The cold front traversing the state moved out of eastern Iowa during the evening on Sunday (Oct. 27). Overcast skies and brisk northwesterly wind kept daytime highs in the low to mid-40s across Iowa’s western two-thirds. Prior to the frontal passage, highs in eastern Iowa reached into the upper 50s.
Overnight lows into Monday remained in the 30s, as cloud cover gradually cleared. Partly to mostly sunny skies prevailed across much of north-central Iowa as the afternoon progressed with highs reaching into the upper 30s to lower 40s. During the evening and nighttime hours, the first widespread snow of the season developed across Iowa.
Measurable snow was reported across the southeast two-thirds of the state with highest totals in east-central Iowa. Accumulations ranged from a trace at multiple stations to 4.2 inches in Coralville (Johnson County), with the statewide average of 1.20 inches.
Tuesday started chilly, with overnight lows in mid to upper 20s. Skies cleared during the day, though cloud cover returned in advance of the next weather event to move through Iowa. A second weather system greeted the state with snow on Wednesday, as a low-pressure center south of Iowa moved east. As with the first system, accumulating snow was confined to southeast Iowa.
Stations from Cedar Rapids (Lynn County) reported totals in the 3 to 4 inches, with Davenport Municipal Airport (Scott County) and Dubuque (Dubuque County) observing 3 and 5.2 inches, respectively. Totals below an inch were reported from Decorah (Winneshiek County) to Creston (Union County). The statewide average snowfall was 1.60 inches. Daytime highs remained in the 30s, averaging 20 degrees below the statewide normal of 55 degrees.
The system moved out of eastern Iowa on Thursday morning, with gradually clearing skies into the evening. Highs reached into upper 30s and low 40s. Winds shifted from a southerly direction overnight into Friday, keeping temperatures in the low 30s. Light rain moved across Iowa during the day, leaving totals generally under 0.10 inch, with Jefferson (Greene County) reporting 0.14 inch.
Warmer temperatures were reported across Iowa on Saturday under partly sunny skies. Highs reached into the mid to upper 40s, though these readings were still unseasonably cool. Partly cloudy conditions continued into Sunday morning, as overnight lows dropped into the upper 20s east and low 30s west.
Temps from 63 to 13
Weekly precipitation totals ranged from no accumulation at many stations in northwest Iowa to 1.01 inches in Camanche (Clinton County). Statewide weekly average precipitation was 0.21 inch, while normal is 0.55 inch. The average snowfall across Iowa was 2.40 inches.

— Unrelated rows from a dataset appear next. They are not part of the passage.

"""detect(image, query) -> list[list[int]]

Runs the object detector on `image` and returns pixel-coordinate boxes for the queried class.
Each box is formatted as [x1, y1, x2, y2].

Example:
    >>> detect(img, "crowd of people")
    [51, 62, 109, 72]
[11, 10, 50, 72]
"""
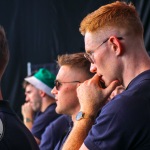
[0, 1, 150, 150]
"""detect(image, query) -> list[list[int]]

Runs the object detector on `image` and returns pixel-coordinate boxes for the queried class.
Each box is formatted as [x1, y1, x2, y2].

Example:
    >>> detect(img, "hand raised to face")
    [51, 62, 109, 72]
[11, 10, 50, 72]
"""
[21, 102, 34, 119]
[76, 74, 119, 116]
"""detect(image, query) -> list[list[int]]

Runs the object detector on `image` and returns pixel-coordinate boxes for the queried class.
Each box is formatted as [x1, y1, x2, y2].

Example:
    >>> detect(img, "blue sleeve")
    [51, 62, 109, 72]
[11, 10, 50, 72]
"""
[84, 92, 150, 150]
[84, 95, 129, 150]
[84, 111, 123, 150]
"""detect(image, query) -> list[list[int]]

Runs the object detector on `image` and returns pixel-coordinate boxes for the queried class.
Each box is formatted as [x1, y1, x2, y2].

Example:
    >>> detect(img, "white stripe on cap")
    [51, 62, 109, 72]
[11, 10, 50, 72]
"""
[24, 76, 54, 98]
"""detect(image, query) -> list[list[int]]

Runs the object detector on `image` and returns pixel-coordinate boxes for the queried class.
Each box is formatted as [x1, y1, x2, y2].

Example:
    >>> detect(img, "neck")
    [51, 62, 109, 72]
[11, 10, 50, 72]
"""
[41, 96, 55, 112]
[123, 50, 150, 87]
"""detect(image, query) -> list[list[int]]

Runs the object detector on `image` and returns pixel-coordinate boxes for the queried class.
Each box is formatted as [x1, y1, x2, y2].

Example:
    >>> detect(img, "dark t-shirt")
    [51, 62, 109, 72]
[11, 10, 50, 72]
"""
[40, 115, 70, 150]
[54, 116, 72, 150]
[0, 100, 39, 150]
[84, 70, 150, 150]
[31, 103, 60, 140]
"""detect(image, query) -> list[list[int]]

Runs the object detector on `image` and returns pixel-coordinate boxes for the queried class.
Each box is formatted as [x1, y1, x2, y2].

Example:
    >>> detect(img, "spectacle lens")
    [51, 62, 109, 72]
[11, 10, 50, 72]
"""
[54, 80, 80, 90]
[55, 80, 62, 90]
[84, 37, 123, 64]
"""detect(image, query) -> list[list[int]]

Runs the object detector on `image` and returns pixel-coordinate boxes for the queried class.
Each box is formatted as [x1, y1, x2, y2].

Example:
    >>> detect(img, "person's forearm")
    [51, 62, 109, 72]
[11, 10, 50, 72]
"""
[21, 102, 34, 130]
[23, 117, 33, 130]
[62, 118, 94, 150]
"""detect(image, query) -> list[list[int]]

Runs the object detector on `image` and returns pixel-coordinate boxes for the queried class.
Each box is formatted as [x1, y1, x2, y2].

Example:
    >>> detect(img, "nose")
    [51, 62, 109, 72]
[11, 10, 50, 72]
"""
[25, 95, 29, 102]
[90, 63, 97, 73]
[51, 86, 58, 95]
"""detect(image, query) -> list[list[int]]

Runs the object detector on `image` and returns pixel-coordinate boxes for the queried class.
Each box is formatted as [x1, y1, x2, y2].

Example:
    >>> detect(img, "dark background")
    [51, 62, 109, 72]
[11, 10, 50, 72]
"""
[0, 0, 149, 118]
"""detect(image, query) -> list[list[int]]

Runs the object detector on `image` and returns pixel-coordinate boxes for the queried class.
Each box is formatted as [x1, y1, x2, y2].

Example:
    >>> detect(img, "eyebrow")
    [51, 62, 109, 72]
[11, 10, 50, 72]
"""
[85, 41, 101, 53]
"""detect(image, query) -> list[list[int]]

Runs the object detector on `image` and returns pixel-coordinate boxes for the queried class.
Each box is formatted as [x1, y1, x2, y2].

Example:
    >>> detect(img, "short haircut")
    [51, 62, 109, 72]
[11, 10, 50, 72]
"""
[57, 52, 94, 78]
[0, 26, 9, 78]
[80, 1, 143, 36]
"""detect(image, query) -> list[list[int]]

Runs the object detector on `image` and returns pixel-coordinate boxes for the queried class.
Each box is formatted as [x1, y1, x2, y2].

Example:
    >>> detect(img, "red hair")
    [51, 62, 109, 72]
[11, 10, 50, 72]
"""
[80, 1, 143, 36]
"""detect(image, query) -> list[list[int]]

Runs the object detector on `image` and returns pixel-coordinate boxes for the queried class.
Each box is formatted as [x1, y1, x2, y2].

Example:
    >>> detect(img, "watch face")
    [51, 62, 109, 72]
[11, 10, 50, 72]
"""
[76, 111, 83, 121]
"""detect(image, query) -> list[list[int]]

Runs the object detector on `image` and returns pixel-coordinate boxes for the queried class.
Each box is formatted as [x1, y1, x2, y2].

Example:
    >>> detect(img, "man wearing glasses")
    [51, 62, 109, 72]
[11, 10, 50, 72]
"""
[62, 1, 150, 150]
[51, 52, 94, 149]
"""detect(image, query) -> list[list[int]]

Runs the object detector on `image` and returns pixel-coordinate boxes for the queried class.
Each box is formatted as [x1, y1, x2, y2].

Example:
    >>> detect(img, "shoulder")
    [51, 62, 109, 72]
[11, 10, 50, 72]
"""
[0, 109, 39, 149]
[39, 115, 70, 150]
[96, 82, 150, 126]
[46, 115, 70, 131]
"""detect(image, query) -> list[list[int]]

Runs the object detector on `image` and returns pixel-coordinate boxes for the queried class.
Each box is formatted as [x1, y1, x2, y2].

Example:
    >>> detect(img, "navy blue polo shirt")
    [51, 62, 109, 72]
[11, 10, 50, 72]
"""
[40, 115, 70, 150]
[54, 116, 73, 150]
[31, 103, 61, 140]
[0, 100, 39, 150]
[84, 70, 150, 150]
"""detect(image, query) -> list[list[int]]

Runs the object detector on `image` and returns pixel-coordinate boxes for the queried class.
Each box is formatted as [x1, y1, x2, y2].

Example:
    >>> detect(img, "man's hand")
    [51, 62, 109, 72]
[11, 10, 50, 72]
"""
[21, 102, 34, 130]
[21, 102, 34, 119]
[77, 74, 119, 115]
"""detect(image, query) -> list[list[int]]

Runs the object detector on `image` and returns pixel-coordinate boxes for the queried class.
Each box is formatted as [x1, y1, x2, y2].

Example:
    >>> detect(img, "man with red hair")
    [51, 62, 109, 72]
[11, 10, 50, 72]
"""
[62, 1, 150, 150]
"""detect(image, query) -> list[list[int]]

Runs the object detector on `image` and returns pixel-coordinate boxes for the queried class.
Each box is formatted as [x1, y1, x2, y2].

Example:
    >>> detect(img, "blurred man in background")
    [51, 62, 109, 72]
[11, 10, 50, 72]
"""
[21, 68, 60, 145]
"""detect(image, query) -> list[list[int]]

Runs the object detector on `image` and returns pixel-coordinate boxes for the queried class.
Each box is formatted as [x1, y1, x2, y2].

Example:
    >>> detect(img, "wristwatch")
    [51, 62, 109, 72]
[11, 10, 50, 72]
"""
[76, 111, 95, 121]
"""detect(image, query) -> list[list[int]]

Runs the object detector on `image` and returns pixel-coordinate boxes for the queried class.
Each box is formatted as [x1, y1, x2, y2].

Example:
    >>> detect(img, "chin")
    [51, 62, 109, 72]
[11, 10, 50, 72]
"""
[56, 108, 62, 114]
[105, 80, 112, 87]
[33, 106, 40, 112]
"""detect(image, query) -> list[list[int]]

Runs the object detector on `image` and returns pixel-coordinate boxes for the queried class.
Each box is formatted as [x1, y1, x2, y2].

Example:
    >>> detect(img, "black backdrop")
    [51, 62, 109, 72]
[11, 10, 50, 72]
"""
[0, 0, 149, 118]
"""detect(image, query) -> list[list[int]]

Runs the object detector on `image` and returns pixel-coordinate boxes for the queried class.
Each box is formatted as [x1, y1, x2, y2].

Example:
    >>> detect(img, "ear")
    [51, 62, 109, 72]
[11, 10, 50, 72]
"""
[39, 90, 46, 97]
[109, 36, 123, 56]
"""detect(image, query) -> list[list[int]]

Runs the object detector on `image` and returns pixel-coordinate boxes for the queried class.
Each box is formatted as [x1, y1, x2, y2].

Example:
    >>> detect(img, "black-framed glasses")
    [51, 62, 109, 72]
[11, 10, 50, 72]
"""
[84, 37, 123, 64]
[54, 80, 81, 90]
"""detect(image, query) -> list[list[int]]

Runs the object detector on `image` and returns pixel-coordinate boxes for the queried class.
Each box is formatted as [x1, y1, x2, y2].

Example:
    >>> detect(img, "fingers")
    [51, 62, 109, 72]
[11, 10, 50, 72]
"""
[22, 102, 32, 112]
[92, 74, 108, 89]
[92, 74, 102, 82]
[104, 80, 120, 97]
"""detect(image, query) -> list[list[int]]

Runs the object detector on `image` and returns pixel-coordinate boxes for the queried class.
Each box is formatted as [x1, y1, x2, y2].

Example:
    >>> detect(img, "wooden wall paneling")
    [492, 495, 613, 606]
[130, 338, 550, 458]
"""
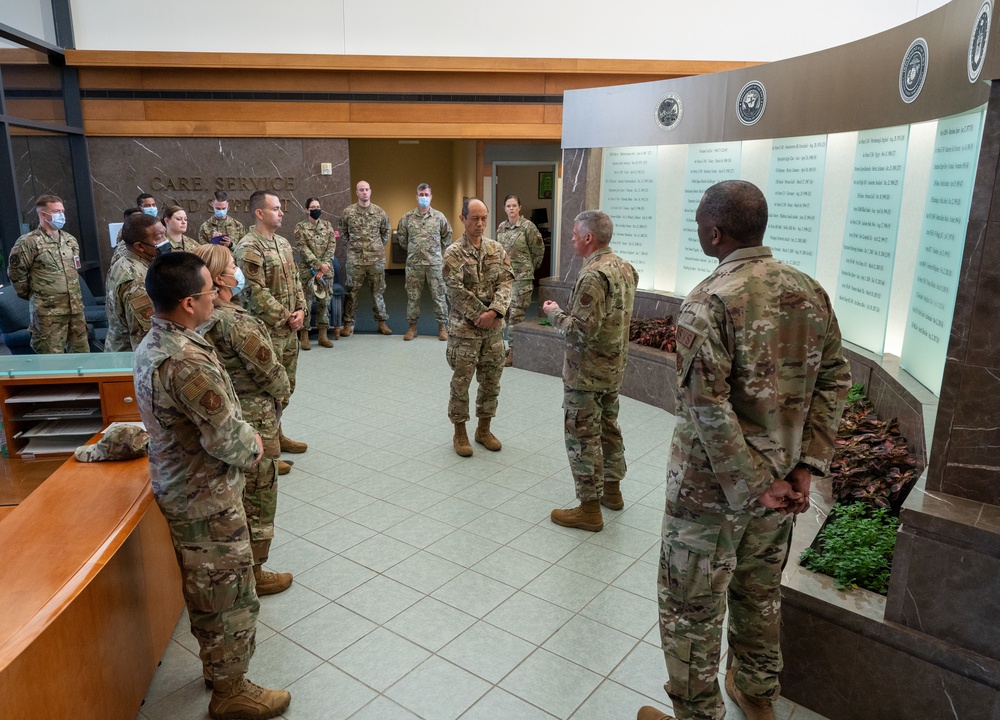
[142, 100, 351, 123]
[81, 99, 147, 120]
[347, 70, 548, 94]
[65, 50, 748, 77]
[76, 67, 143, 87]
[262, 121, 560, 139]
[543, 105, 563, 125]
[348, 102, 546, 125]
[139, 67, 353, 92]
[82, 120, 270, 136]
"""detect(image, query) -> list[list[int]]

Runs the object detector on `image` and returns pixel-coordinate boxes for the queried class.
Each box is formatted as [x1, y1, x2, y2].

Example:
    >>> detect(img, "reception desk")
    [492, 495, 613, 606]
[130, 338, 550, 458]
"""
[0, 448, 183, 718]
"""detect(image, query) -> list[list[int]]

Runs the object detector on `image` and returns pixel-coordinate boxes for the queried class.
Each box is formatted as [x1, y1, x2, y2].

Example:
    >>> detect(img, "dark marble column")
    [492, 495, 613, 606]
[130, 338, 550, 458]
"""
[926, 82, 1000, 504]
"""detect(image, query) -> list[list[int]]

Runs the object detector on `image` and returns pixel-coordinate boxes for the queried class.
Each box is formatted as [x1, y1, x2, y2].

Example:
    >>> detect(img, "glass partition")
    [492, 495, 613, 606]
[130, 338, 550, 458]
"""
[0, 352, 134, 378]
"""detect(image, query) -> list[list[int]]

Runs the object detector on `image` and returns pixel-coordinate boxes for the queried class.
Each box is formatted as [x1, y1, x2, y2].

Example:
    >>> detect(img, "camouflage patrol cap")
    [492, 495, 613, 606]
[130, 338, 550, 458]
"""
[74, 424, 150, 462]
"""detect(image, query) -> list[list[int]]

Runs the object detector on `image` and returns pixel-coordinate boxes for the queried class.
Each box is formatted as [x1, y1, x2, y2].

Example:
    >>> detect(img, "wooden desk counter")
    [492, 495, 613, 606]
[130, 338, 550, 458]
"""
[0, 449, 182, 719]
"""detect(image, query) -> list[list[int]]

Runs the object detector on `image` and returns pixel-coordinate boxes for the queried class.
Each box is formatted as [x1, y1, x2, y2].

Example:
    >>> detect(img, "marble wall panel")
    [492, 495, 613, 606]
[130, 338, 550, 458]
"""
[87, 137, 352, 276]
[779, 600, 859, 720]
[848, 639, 996, 720]
[11, 134, 77, 237]
[967, 220, 1000, 369]
[886, 522, 1000, 660]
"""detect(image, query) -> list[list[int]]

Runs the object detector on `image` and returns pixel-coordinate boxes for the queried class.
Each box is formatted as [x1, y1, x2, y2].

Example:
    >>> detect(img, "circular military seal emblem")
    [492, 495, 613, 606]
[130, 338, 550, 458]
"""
[968, 1, 992, 83]
[899, 38, 929, 103]
[655, 93, 683, 131]
[736, 81, 766, 126]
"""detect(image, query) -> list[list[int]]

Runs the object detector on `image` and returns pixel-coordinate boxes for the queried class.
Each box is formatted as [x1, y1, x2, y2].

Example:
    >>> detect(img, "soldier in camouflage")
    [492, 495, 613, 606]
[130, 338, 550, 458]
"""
[397, 183, 452, 341]
[8, 194, 89, 354]
[234, 190, 309, 455]
[198, 190, 244, 247]
[292, 197, 338, 349]
[443, 198, 514, 457]
[134, 252, 290, 719]
[164, 205, 204, 253]
[105, 213, 167, 351]
[111, 207, 144, 266]
[641, 181, 850, 720]
[542, 210, 637, 533]
[338, 180, 392, 336]
[497, 194, 545, 366]
[196, 243, 294, 597]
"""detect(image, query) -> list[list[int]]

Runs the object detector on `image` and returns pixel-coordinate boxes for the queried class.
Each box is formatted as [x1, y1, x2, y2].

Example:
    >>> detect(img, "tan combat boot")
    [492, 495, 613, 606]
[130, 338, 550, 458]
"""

The week’s high temperature of 63 degrees was reported Oct. 28 at Bellevue (Jackson County) and Keokuk (Lee County), on average 4 degrees above normal. The week’s low temperature of 13 degrees was reported Oct. 31 in Sanborn (O’Brien County) and on Nov. 1 at Dubuque (Dubuque County) and Sibley (Osceola County). The reading was on average 19 degrees below normal. Soil temperatures as Nov. 3 were generally in the low 40s.